で、小生の青春時代。「モテ」「非モテ」には興味がほとんどなかったので、この位相において妬み(まさしく嫉妬)などはなかった。しかし、京都大学というある意味「怪物の動物園」にいたので、物凄い奴らを一杯見てきたから、学問とか、知性とか、そういうもので「喪」であった。今でもそれは継続している。だから、この著者の書くことは、位相を変えて理解できる気がする。
さて、人間、得られない苦しみ、得ても消えてしまう苦しみ、それは不滅の苦しみである。著者はお釈迦様のお話から入る。お釈迦様の凄いところは、モテだったのに、そのモテの空しさを知ることで「消えてしまう苦しみ」を悟られた。生病老死一切に苦が張り付くのだ。これに痛く気づかれた仏陀は、国も家族も捨て、修行の道に入られた。四苦八苦に囚われ、自我がそれらの幻想に苛まれることを止めること、すなわち、解脱という方法に気づかれた。最初は鹿を相手に説法をするが、人間にも話すべきという誰かの忠告に従って、人間に話す。
さて、ここから人間社会の宗教・思想運動に連綿と伝わる悲劇が起きる。仏陀は人を見て法を説けとおっしゃる。仏陀の肉体は死滅する。肉体的に現前しない仏陀は人々の観念の中に生きる。「俺の仏陀」なのだ。で、それはそれぞれ違う。人を見て法を説いた仏陀の教えは、受け手によって異なって当然だ。だが、他人の頭は自分の頭ではない。言葉の上では齟齬が生じる。しかし、自分にとっての仏陀が他人にとっての仏陀となる。脳内仏陀はカリスマとなる。ある教えの共感者だけが集まり、組織化する。セクト(宗徒)の発生だ。セクトは他セクトへの優位性を得るため、稠密な体系化を行う。
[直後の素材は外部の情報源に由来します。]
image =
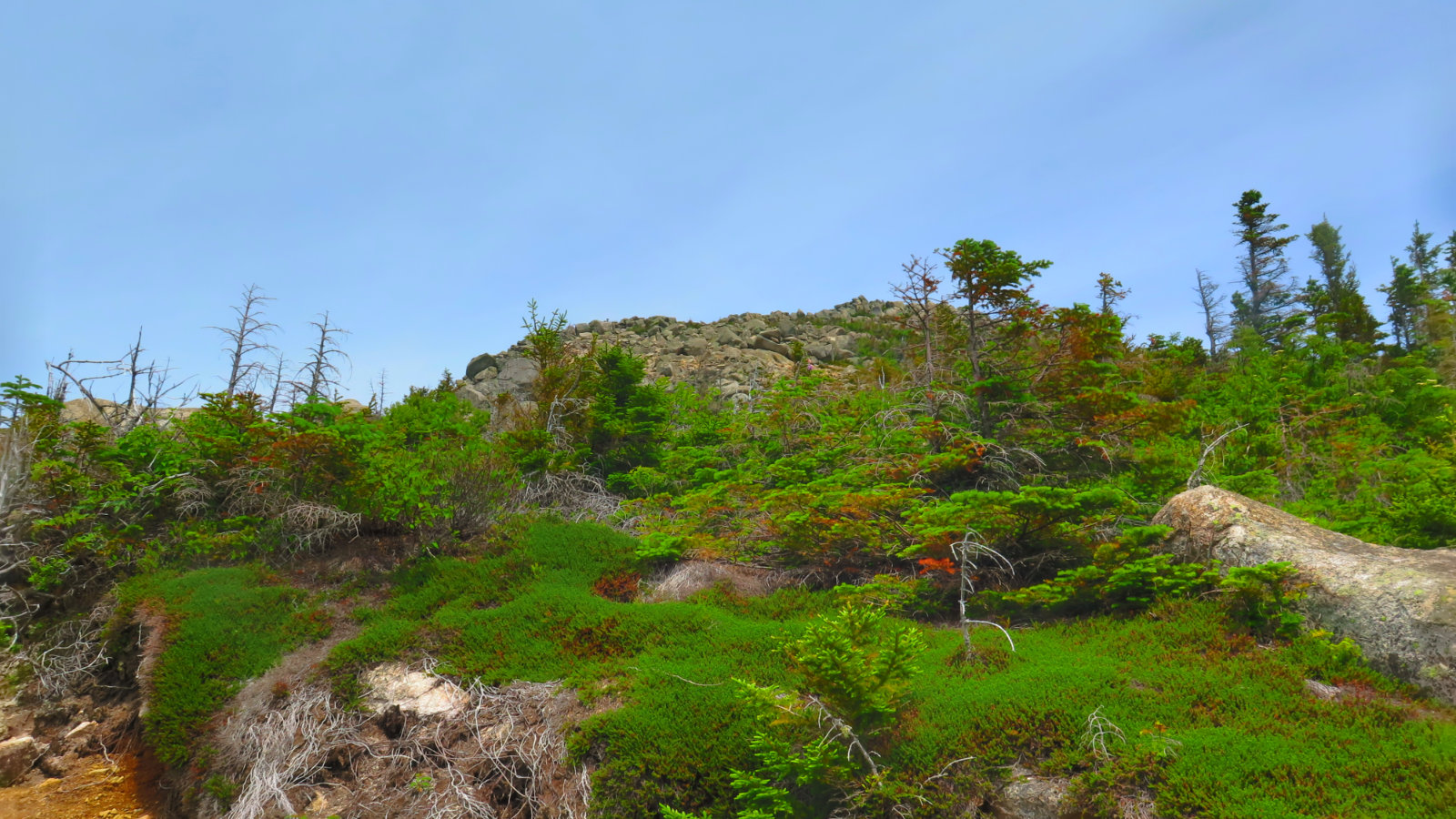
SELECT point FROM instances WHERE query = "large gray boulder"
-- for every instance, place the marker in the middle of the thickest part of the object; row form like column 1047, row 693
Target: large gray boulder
column 1400, row 605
だが、それは形式に過ぎず、重なりがあるとはいえ仏陀そのものとは違う。著者はこの悲劇を
哲学の普及を阻む「組織化」「カリスマ化」「体系化」の三点セットと呼ぶ。
しかし、組織は強い。嘘八百、自己欺瞞に満ちていても強い。強いものはモテ側になってしまうことが多い。「我弟子を持たず」と言った親鸞「派」は日本最大の宗派だ。そして、モテになってしまうと、本来持っていた苦悩がなくなり、哲学としての生命力が萎えてしまう。
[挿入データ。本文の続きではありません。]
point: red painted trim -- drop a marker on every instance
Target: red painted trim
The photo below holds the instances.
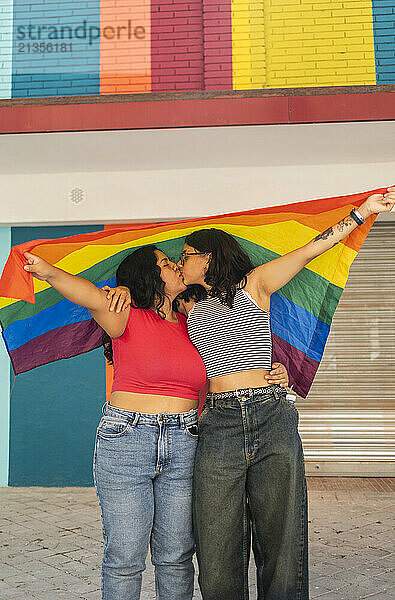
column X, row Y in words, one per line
column 197, row 112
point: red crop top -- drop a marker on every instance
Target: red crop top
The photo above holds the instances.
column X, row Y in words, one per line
column 154, row 356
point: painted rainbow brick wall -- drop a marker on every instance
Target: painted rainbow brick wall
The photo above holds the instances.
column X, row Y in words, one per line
column 136, row 46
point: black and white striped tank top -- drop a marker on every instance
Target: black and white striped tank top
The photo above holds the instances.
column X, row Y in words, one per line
column 231, row 339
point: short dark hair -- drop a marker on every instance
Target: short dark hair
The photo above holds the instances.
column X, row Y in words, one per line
column 140, row 273
column 229, row 264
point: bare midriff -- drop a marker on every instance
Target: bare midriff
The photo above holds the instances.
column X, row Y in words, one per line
column 148, row 403
column 240, row 380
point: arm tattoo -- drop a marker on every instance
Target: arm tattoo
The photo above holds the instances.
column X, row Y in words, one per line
column 341, row 226
column 324, row 235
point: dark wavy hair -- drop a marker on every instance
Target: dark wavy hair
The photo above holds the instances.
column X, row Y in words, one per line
column 229, row 264
column 140, row 273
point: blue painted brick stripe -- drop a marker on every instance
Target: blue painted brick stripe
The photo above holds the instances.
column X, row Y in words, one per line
column 384, row 39
column 52, row 72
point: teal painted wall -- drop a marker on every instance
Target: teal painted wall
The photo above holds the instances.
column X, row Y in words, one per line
column 55, row 409
column 5, row 245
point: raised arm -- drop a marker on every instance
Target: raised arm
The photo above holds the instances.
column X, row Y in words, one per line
column 271, row 276
column 80, row 291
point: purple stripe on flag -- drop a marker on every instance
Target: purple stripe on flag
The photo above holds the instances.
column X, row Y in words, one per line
column 301, row 370
column 62, row 342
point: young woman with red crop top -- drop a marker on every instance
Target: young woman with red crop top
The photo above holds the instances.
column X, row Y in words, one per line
column 146, row 440
column 249, row 466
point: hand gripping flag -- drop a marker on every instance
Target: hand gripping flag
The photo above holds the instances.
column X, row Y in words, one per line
column 39, row 326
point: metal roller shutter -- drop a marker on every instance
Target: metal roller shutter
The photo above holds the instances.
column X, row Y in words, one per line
column 347, row 423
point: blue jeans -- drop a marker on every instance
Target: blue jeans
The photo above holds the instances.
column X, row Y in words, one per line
column 143, row 468
column 249, row 480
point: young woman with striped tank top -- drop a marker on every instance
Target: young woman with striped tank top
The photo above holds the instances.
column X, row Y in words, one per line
column 146, row 440
column 249, row 466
見事だ! 実に見事だ!! この第一章だけでも、宗教家や革命家は読む価値があるのではないか? 組織が大事なのか、それとも、苦悩が大事なのか? そもそも、何のための組織か?? 組織という形態の持つ逆説的悲劇に対して、あなたは警戒しているのか???? クリシュナムルティのように、組織なんか有害だからなくせ、とは言わない。組織なくして、親鸞の教えの深いところに小生が気づくことはなかったろう。しかし、組織はあくまで入り口なのだ。他で言えば、共産主義・共産党にしても。内面世界において党員を抑圧してどうする。